Long term perspectives of the changing patterns of land use in broadacre industries that are independent of the short-term influence of seasonal conditions were gained from ABARE modelling of several scenarios of productivity change in Australian agriculture relative to that in the rest of the world. From the base level of no change from world parity four productivity scenarios were projected to 2020. The cases selected for analysis were to increase the index of total factor productivity, by approximately 1 percent per annum, to be 10 per cent higher than in the baseline in 2010, and 20 per cent higher in 2020 in Australia for all broadacre activities, sheep industry only, beef industry only, and crops industry only.
The projected land use changes under these cases are large. A key factor determining the responsiveness of land use to changing relative returns to land is the land supply conditions for different activities, which in turn differ by region. These differences are due to factors such as the production risk associated with different climatic and physical factors, hence the premium landholders require before they are likely to change land use varies between activities and regions.
The results also highlight the importance of accounting for the effect of changed supply on prices for commodities where Australian is a large producer. For example, Australia can affect the world price of wool by the volume of wool it produces. The area of land used for beef production at the national level seems the most sensitive to the assumed productivity levels. Land use changes into and out of sheep production are moderated by the counterbalancing effects on world wool prices and a substantial extra premium is generally needed before large areas of land are moved into cropping.

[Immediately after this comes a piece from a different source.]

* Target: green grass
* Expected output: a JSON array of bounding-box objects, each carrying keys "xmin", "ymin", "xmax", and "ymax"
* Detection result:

However, there are some strong regional differences. For example, in the western wheat-sheep zone the proportion of land used for cropping and sheep production is very sensitive to changes in returns to land in cropping activities.
>From a management perspective, sustainable agriculture is a mostly about processes and practices. Intensification can be considered as speeding up some of the processes in agricultural and natural systems. To continue to improve management, it is likely that sometime there will need to be broader planning at farm landscape scale, in some cases in close collaboration with neighbours in a catchment for some issues to be resolved (Hamblin 2000). Similarly industries will need to undertake serious strategic planning and setting measurable targets.